Es kommt auf die Menschen an, mit denen ich zusammenarbeite. Aber natürlich auch auf die Themen. Dem Thema Liebe bin ich sehr verbunden, ob romantisch oder in einer anderen Form. Ich bin ein Beziehungsjunkie, nicht nur Männlein-Weiblein, sondern mich interessieren und berühren Beziehungsgeflechte. Es spricht mich mittlerweile aber weniger an, zwei Monate an einem Filmset als Hauptrolle zu verbringen. Ich habe das für „Gut gegen Nordwind“ jetzt noch einmal gemacht, weil das Buch eines meiner Lieblingsbücher ist. Ich liebe generell alles, was nicht schwarz-weiß ist, denn ich bewege mich gerne in Grauzonen und das mache ich hier auch. Schönheitswahn und Depression sind Themen, die mich umtreiben. Themen müssen mich zum Heulen bringen, mich durchlässig und weich machen.

Sieht so auch Ihre Zukunft aus?

Alles andere ergibt keinen Sinn. Das kann sogar eine Quizshow sein, die find ich toll, weil ich große Freude empfinde. Es wird jedenfalls nichts sein, wo ich auf halber Arschbacke hingehe, sondern wo ich mit ganzem Herzen denke: „Ja!“ Das war immer schon so, wird aber mit der Zeit eher noch stärker.

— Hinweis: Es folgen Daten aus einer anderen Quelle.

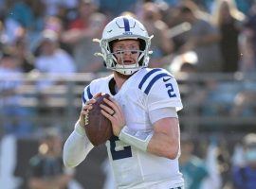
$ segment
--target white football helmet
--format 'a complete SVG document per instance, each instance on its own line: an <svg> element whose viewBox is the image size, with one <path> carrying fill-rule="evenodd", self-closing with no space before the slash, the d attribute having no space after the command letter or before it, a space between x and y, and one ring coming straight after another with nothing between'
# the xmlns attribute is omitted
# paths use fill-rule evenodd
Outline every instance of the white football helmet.
<svg viewBox="0 0 256 189"><path fill-rule="evenodd" d="M149 50L151 39L144 26L131 16L120 16L112 20L104 28L101 40L98 40L101 47L101 56L105 61L106 68L115 70L122 75L132 75L137 70L147 67L149 63ZM112 52L111 43L114 41L134 39L139 41L140 50L138 59L134 64L125 65L118 63L115 54Z"/></svg>

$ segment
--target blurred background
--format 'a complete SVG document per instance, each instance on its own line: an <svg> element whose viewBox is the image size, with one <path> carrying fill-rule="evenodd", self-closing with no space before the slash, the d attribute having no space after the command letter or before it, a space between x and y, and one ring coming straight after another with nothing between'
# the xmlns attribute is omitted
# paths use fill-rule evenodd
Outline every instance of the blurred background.
<svg viewBox="0 0 256 189"><path fill-rule="evenodd" d="M104 146L76 169L62 147L84 86L109 74L92 40L121 14L179 83L188 188L255 188L255 0L0 0L0 188L114 188Z"/></svg>

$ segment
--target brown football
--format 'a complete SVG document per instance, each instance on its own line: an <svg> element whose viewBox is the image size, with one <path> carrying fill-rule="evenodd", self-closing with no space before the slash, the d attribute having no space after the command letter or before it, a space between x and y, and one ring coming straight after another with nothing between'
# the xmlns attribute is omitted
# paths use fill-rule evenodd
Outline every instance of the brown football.
<svg viewBox="0 0 256 189"><path fill-rule="evenodd" d="M104 94L96 97L96 102L92 104L93 109L85 117L85 132L95 146L104 144L113 135L111 122L101 112L100 105L102 103L106 105L103 98L109 98L109 94Z"/></svg>

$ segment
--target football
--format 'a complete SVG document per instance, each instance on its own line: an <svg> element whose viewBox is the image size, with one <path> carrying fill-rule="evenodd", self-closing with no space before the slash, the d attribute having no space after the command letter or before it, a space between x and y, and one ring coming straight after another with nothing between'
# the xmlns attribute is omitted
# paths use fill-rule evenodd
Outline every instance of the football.
<svg viewBox="0 0 256 189"><path fill-rule="evenodd" d="M104 144L113 135L111 122L101 112L100 105L106 105L103 98L109 98L109 94L104 94L96 97L96 102L92 104L93 109L85 116L85 132L95 146Z"/></svg>

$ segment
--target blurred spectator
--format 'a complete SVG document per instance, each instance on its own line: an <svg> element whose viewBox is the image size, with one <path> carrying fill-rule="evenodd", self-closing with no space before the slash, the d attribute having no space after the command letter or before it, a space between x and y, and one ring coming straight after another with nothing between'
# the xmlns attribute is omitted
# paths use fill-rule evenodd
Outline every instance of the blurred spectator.
<svg viewBox="0 0 256 189"><path fill-rule="evenodd" d="M145 3L140 12L141 22L144 24L150 35L154 34L152 39L151 49L153 54L151 56L151 67L162 67L161 59L163 56L169 55L173 52L173 42L168 38L168 26L161 20L161 12L159 8L155 3Z"/></svg>
<svg viewBox="0 0 256 189"><path fill-rule="evenodd" d="M133 11L136 9L136 4L140 3L136 0L99 0L100 11L104 13L110 19L119 16L123 11Z"/></svg>
<svg viewBox="0 0 256 189"><path fill-rule="evenodd" d="M256 134L244 137L246 164L233 167L233 182L237 189L254 189L256 185Z"/></svg>
<svg viewBox="0 0 256 189"><path fill-rule="evenodd" d="M30 189L64 189L74 175L74 170L64 166L62 139L53 129L46 130L38 147L38 154L29 161L28 187Z"/></svg>
<svg viewBox="0 0 256 189"><path fill-rule="evenodd" d="M204 179L208 177L204 162L193 154L193 142L191 139L181 141L180 171L188 189L199 189Z"/></svg>
<svg viewBox="0 0 256 189"><path fill-rule="evenodd" d="M0 58L0 114L8 119L2 126L6 133L24 137L32 131L27 119L30 112L21 105L22 96L17 94L23 83L17 77L10 79L21 74L20 60L12 51L5 49Z"/></svg>
<svg viewBox="0 0 256 189"><path fill-rule="evenodd" d="M215 1L213 23L220 30L220 48L223 57L223 71L231 73L239 69L240 51L238 38L243 29L245 15L235 7L234 0Z"/></svg>
<svg viewBox="0 0 256 189"><path fill-rule="evenodd" d="M256 3L250 9L248 18L245 24L244 52L245 57L242 61L242 69L245 72L256 72ZM247 53L247 54L246 54Z"/></svg>
<svg viewBox="0 0 256 189"><path fill-rule="evenodd" d="M71 21L67 28L74 29L70 30L69 35L77 32L75 29L86 29L89 27L90 16L92 13L96 12L98 9L97 5L92 0L81 0L79 6L77 7L77 18ZM76 33L75 33L76 34Z"/></svg>
<svg viewBox="0 0 256 189"><path fill-rule="evenodd" d="M59 47L59 39L56 32L44 30L39 46L39 56L35 60L35 67L44 74L72 74L76 66L72 57ZM51 81L39 83L39 89L50 87ZM55 83L57 84L57 83Z"/></svg>
<svg viewBox="0 0 256 189"><path fill-rule="evenodd" d="M255 102L256 85L252 81L249 88L245 88L236 94L230 114L232 116L254 116L256 113Z"/></svg>
<svg viewBox="0 0 256 189"><path fill-rule="evenodd" d="M21 69L24 73L28 73L34 69L34 56L27 49L27 43L24 38L15 41L14 54L21 61Z"/></svg>
<svg viewBox="0 0 256 189"><path fill-rule="evenodd" d="M94 56L94 53L101 49L92 41L94 38L101 37L101 31L105 26L107 18L96 11L92 2L89 3L84 0L81 4L80 17L70 24L70 29L64 32L62 40L72 46L78 72L102 71L102 60Z"/></svg>
<svg viewBox="0 0 256 189"><path fill-rule="evenodd" d="M178 52L183 54L194 51L198 60L196 62L198 72L221 71L222 57L218 45L220 34L217 29L205 19L206 14L202 14L191 1L180 6L179 11L181 22L189 23L191 29L180 35L183 44Z"/></svg>

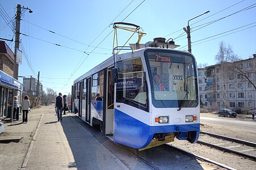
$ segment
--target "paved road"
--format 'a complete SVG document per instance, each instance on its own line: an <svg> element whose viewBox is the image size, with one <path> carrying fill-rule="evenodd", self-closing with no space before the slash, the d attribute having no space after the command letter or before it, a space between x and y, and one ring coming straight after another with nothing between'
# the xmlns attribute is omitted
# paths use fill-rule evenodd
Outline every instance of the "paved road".
<svg viewBox="0 0 256 170"><path fill-rule="evenodd" d="M217 122L224 122L227 123L232 123L234 124L243 124L247 125L256 126L256 122L251 121L245 121L242 120L234 120L233 117L220 117L220 118L212 118L212 117L200 117L200 120L211 120Z"/></svg>

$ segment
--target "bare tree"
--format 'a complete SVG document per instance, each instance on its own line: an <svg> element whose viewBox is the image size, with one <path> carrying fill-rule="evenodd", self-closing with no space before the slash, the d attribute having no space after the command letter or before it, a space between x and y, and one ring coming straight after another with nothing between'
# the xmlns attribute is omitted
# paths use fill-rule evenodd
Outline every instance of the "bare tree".
<svg viewBox="0 0 256 170"><path fill-rule="evenodd" d="M221 82L221 99L224 102L224 106L228 108L228 76L232 71L232 63L238 61L239 57L234 53L232 47L229 45L228 46L223 41L220 43L220 49L218 54L215 56L217 63L220 65L220 80Z"/></svg>
<svg viewBox="0 0 256 170"><path fill-rule="evenodd" d="M51 101L54 101L57 96L57 92L53 89L47 88L46 89L45 101L48 103Z"/></svg>
<svg viewBox="0 0 256 170"><path fill-rule="evenodd" d="M208 63L199 63L198 65L198 68L204 68L208 66Z"/></svg>

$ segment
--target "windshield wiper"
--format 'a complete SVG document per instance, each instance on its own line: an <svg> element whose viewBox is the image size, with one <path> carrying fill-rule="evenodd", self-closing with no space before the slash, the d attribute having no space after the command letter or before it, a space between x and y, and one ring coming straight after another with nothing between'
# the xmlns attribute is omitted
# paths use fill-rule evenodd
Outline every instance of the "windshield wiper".
<svg viewBox="0 0 256 170"><path fill-rule="evenodd" d="M187 92L187 83L186 83L186 82L184 82L184 86L185 86L186 87L186 95L185 95L185 96L184 97L184 99L183 99L183 100L182 100L182 101L181 101L181 102L179 103L179 105L178 106L178 107L179 107L179 108L178 109L178 111L179 111L179 110L181 110L181 105L182 105L182 104L183 103L183 102L184 102L184 100L185 100L185 99L186 99L186 97L187 97L187 94L188 93L188 92Z"/></svg>
<svg viewBox="0 0 256 170"><path fill-rule="evenodd" d="M179 105L178 105L179 108L178 108L178 110L177 110L178 111L181 110L181 105L182 105L182 104L183 103L184 101L185 100L186 97L187 97L187 94L188 94L188 92L187 92L187 91L186 92L185 97L184 97L183 100L182 100L181 101L181 102L179 103Z"/></svg>

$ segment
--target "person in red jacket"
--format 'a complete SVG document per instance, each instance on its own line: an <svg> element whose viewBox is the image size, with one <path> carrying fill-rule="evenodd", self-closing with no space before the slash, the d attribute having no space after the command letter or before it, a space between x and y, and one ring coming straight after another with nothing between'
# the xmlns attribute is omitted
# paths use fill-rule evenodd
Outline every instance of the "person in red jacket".
<svg viewBox="0 0 256 170"><path fill-rule="evenodd" d="M154 91L165 91L163 84L160 83L160 76L159 75L154 75L153 82L154 82Z"/></svg>

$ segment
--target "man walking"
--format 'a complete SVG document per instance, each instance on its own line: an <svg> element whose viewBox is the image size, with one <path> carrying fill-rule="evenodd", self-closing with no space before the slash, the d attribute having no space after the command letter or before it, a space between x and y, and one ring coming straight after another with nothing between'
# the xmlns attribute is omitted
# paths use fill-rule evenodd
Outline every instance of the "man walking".
<svg viewBox="0 0 256 170"><path fill-rule="evenodd" d="M58 121L62 120L62 109L64 108L64 101L63 100L62 94L58 94L58 96L56 97L55 100L55 108L57 109L57 116Z"/></svg>

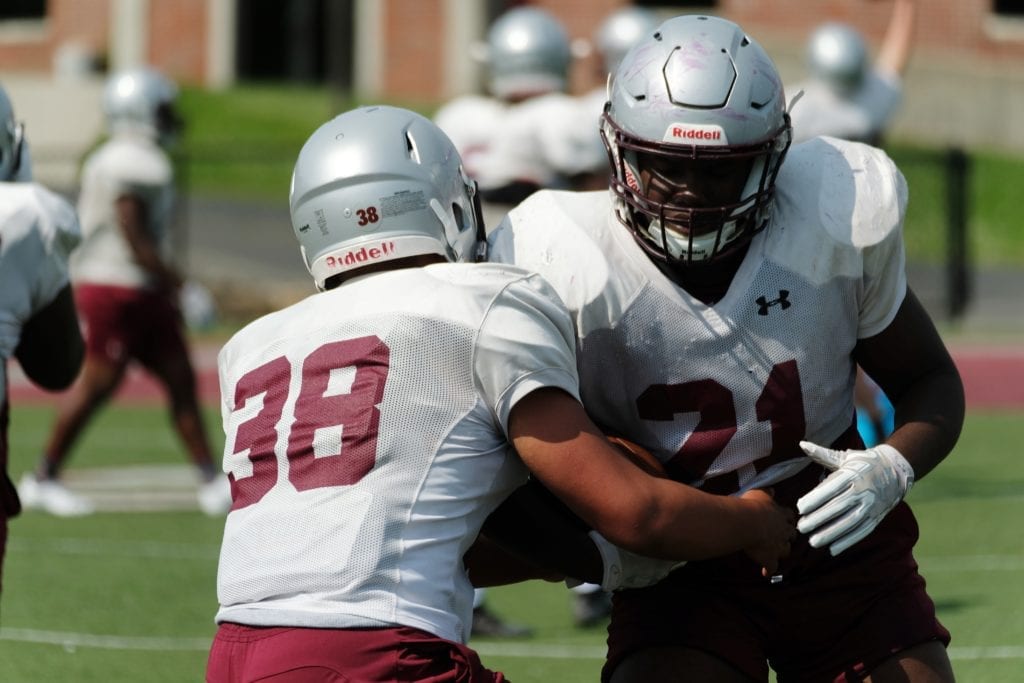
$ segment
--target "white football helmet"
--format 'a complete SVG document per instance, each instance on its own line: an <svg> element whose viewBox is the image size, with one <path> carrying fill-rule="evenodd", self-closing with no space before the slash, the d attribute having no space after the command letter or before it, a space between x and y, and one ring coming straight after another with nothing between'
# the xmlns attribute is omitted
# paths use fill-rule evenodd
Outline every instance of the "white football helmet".
<svg viewBox="0 0 1024 683"><path fill-rule="evenodd" d="M175 111L178 87L150 67L114 74L103 87L103 114L111 132L140 131L170 142L181 128Z"/></svg>
<svg viewBox="0 0 1024 683"><path fill-rule="evenodd" d="M514 7L487 32L488 87L501 99L564 91L571 60L565 29L539 7Z"/></svg>
<svg viewBox="0 0 1024 683"><path fill-rule="evenodd" d="M860 87L867 71L864 38L846 24L822 24L807 44L807 66L814 78L836 92L850 93Z"/></svg>
<svg viewBox="0 0 1024 683"><path fill-rule="evenodd" d="M0 85L0 181L14 180L22 165L25 127L14 120L14 108Z"/></svg>
<svg viewBox="0 0 1024 683"><path fill-rule="evenodd" d="M594 44L604 62L604 71L613 74L631 47L657 28L657 15L644 7L627 5L609 14L594 35Z"/></svg>
<svg viewBox="0 0 1024 683"><path fill-rule="evenodd" d="M792 140L771 58L732 22L702 15L671 18L627 53L601 134L620 220L652 258L681 265L734 252L767 225ZM735 191L701 199L686 172Z"/></svg>
<svg viewBox="0 0 1024 683"><path fill-rule="evenodd" d="M482 260L476 183L440 128L415 112L360 106L299 152L292 227L319 290L353 268L421 254Z"/></svg>

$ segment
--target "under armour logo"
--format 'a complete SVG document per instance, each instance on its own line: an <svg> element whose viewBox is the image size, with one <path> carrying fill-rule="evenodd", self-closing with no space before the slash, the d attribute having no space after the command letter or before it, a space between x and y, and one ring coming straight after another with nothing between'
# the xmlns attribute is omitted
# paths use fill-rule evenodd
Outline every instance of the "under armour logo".
<svg viewBox="0 0 1024 683"><path fill-rule="evenodd" d="M763 296L759 296L757 299L755 299L755 301L758 304L758 315L767 315L768 309L774 305L780 306L782 310L785 310L786 308L793 305L792 303L790 303L790 290L779 290L778 298L772 299L771 301L769 301Z"/></svg>

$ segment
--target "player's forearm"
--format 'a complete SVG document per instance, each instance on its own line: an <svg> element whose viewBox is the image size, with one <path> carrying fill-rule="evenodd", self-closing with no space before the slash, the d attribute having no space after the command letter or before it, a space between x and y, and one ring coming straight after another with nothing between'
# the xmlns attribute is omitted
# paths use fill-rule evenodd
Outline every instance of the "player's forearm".
<svg viewBox="0 0 1024 683"><path fill-rule="evenodd" d="M955 367L938 370L894 401L896 429L886 439L921 480L952 451L964 425L964 385Z"/></svg>
<svg viewBox="0 0 1024 683"><path fill-rule="evenodd" d="M663 480L663 501L632 538L615 543L635 553L676 560L701 560L751 551L788 538L792 522L767 494L717 496ZM681 488L685 487L685 490ZM756 498L755 498L756 497Z"/></svg>

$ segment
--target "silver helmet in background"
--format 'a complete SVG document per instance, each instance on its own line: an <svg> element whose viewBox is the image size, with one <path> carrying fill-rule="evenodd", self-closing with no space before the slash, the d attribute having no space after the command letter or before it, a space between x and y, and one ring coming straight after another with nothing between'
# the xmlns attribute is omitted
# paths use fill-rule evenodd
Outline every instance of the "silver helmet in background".
<svg viewBox="0 0 1024 683"><path fill-rule="evenodd" d="M732 22L683 15L620 63L602 135L620 220L652 258L690 265L765 227L792 129L765 50Z"/></svg>

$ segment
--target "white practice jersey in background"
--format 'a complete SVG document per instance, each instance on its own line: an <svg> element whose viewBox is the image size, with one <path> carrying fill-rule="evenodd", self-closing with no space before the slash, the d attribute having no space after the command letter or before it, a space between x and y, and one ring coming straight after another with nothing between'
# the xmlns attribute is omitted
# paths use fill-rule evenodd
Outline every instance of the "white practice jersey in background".
<svg viewBox="0 0 1024 683"><path fill-rule="evenodd" d="M78 211L82 247L72 279L98 285L146 288L153 275L136 263L118 223L118 198L133 195L145 206L146 229L164 256L170 250L174 174L167 153L150 137L123 132L89 155L82 167Z"/></svg>
<svg viewBox="0 0 1024 683"><path fill-rule="evenodd" d="M68 286L68 256L80 240L62 197L34 182L0 182L0 402L22 328Z"/></svg>
<svg viewBox="0 0 1024 683"><path fill-rule="evenodd" d="M712 306L662 274L607 193L536 194L493 233L490 258L539 271L572 311L598 424L677 479L734 492L784 478L808 462L800 439L828 444L853 424L850 353L906 292L906 196L874 147L793 147L770 225Z"/></svg>
<svg viewBox="0 0 1024 683"><path fill-rule="evenodd" d="M462 557L526 476L509 411L578 397L573 340L550 286L498 264L366 275L239 332L219 358L217 620L465 642Z"/></svg>
<svg viewBox="0 0 1024 683"><path fill-rule="evenodd" d="M607 165L594 144L597 120L579 99L560 92L511 104L461 98L438 110L434 122L483 190L513 182L564 187L568 178Z"/></svg>
<svg viewBox="0 0 1024 683"><path fill-rule="evenodd" d="M786 88L791 97L801 90L804 94L790 112L794 142L818 135L877 142L903 96L900 78L878 71L865 74L860 88L848 97L819 81L800 83L792 90Z"/></svg>

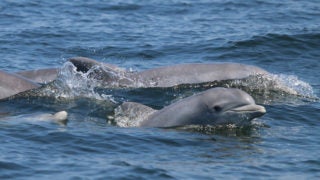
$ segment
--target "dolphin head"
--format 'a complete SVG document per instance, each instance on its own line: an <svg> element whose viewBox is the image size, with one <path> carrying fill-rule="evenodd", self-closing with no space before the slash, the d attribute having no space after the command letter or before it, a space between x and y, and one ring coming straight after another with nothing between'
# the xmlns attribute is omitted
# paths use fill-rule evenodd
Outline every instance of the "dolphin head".
<svg viewBox="0 0 320 180"><path fill-rule="evenodd" d="M214 88L201 94L204 111L201 123L246 125L266 113L246 92L232 88Z"/></svg>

Man kann Sie also bald als Quizmaster sehen?

Nein, aber selber zu raten und mitzuspielen, finde ich prima. Ich war jetzt, glaube ich, siebenmal in zwei Jahren bei „Wer weiß denn sowas?“ zu Gast, weil auch das mir einfach Freude bringt. Freude und Geld. Aber die Freude entscheidet letztendlich. Den sanften Druck, dass das Leben verrinnt, fühle ich durchgehend. Deswegen stelle ich mir die Frage, womit ich meine Zeit wirklich verbringen will, regelmäßig.

Haben Sie den einen konkreten Traum für die nächsten Jahre?

Mit 80 hätte ich gerne eine große Fläche Land, auf der Pferde, die sonst zum Schlachter gekommen wären, eine Herde bilden dürfen. Pferde, die gestorben wären, weil sie für ein Galopprennen nicht mehr schnell genug und ein sogenannter wirtschaftlicher Totalschaden sind.

Einen klassischen Gnadenhof.

Ja, aber so, wie sie richtig leben. Wo die Tiere 16 Stunden lang vorwärts laufen können. Platz, so weit das Auge reicht. Frei, wie Mustangs.